Tempat sekolahan ini hampir terpisah dari dunia luar. Kalau ingin berhubungan dengan luar, para guru laki-laki harus berjalan kaki menempuh perjalanan yang jauhnya kira-kira 3 Km ke satu bukit tinggi untuk bisa menangkap gelombang. Ada banyak kali, para guru laki-laki berjalan kaki secara jauh, tapi tidak bisa menangkap gelombang HP, mereka harus kembali. Pada akhir pekan, hujan berlangsung-langsung terus-menerus, mereka harus tinggal di tempat sekolahan ini. Pada saat itu, mereka saling berbagi tugas memetik sayur-sayuran atau rebung tidak banyak jumlahnya, menangkap ikan di anak sungai dan menggunakan bunga pisang hutan untuk dimasak.
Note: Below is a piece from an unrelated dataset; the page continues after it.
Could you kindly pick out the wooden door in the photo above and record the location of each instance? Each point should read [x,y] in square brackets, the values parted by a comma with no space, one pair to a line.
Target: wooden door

Pak guru Luong Ngoc Xuyen, warga etnis minoritas Thai memberitahukan bahwa dia telah berkaitan dengan tempat sekolahan Huoi Moi 2 dalam waktu 4 tahun ini. Jalan dari rumah-nya ke sekolahan jauhnya hanya 2 Km saja, akan tetapi menjumpai banyak kesukaran. Pak guru Tho Ba Tru, warga etnis minoritas H’mong di kecamatan Tri Le, beliau mengajar di tempat sekolahan Huoi Moi 2 memberitahukan bahwa dalam dua tahun ini, mereka baru bisa menggunakan sepeda motor ke sekolah, dulu hanya berjalan kali di jalan tikus saja. Pak guru Tho Ba Tru memberitahukan bahwa ketika memilih sendiri menjadi seorang guru, mereka telah menetapkan semua kesulitan dan rintangan ketika mengajar di tempat sekolahan ini. Pak guru, Tho Ba Tru memberitahukan: “Yang paling sulit yalah mengajar murid berlatih bicara, bernyanyi, cara membaca dan cara menulis. Para guru laki-laki mengajar mereka bagaimanan cara mengenakan pakaian dan mencuci tangan dan kaki”.
Mengajar menulis, mengajar menyanyi, mengajar cara membersihkan diri....semuanya harus dibimbing oleh para guru laki-laki. Ketika melihat mata para murid yang besar, bulat dan jernih, para guru laki-laki di tempat sekolahan Huoi Moi 2 saling memberikan semangat agar berupaya lebih keras lagi demi huruf, demi masa depan anak- anak.